There are many common misconceptions about media monitoring that need to be cleared up sooner rather than later to give your brand the best chance of positive PR. Rather than letting your company succumb to the myths and misinformation being spread around, here are three of the most prevalent misunderstandings and the fact behind the fiction:

There's more to media monitoring than the digital platforms.

Myth #1 - You only need digital

While digital platforms are becoming more important to media monitoring, this is by no means the only area you need to be covering. Tweets, online newspapers and blogs are of course crucial, but so too are traditional media options, like local newspapers, talkback radio and other offline sources.

In fact, the best way to approach your media monitoring strategy is to accept that digital and traditional media are commonly connected, rather than separate features. For instance, social is often used as an extension to broadcast offerings, according to a study from Nielsen.

Here at Isentia, we understand that all platforms are important. No matter how small. 

Myth #2 - Only the big publications matter

For many companies, getting the brand name or products mentioned on a national radio show or published in a country-wide newspaper can mean a big break. Alternatively, a negative story across these major platforms could result in a significant blow to your reputation and profitability.

It is clear, then, that keeping tabs on the big media players is crucial. However, while some media monitoring providers will focus on national newspapers, big brand radio shows and other major publications, these strategies could be missing an important element.

National publications can give you a clear picture of what millions of consumers are reading, thinking and discussing, but this is unlikely to give you much information on what the local people believe.

If your business operates in a rural or remote location, you need to be tracking the local publications.

If your business operates in a rural or remote location, you need to be tracking the local publications - no matter how small. Similarly, even newspapers circulating in smaller parts of big cities can provide a significant level of insight, if only you are aware of their readership and content.
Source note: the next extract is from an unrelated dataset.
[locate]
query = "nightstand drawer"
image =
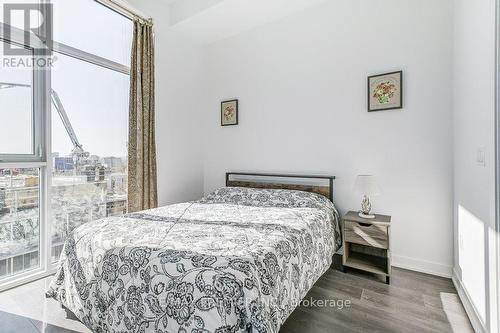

Myth #3 - Listening is the most important part

While media monitoring is critical for business success, listening to the conversations about your brand and industry is far from the be-all and end-all to your strategies.

Once you have uncovered a relevant story or discussion, it's not enough to simply stand idly by and learn from the experience. Taking the next step involves getting an insightful and useable report, deciding on relevant and effective action and getting involved in the discussions.

Of course, this is all easier said than done, but with the right media monitoring tools, you can get started with your best foot forward.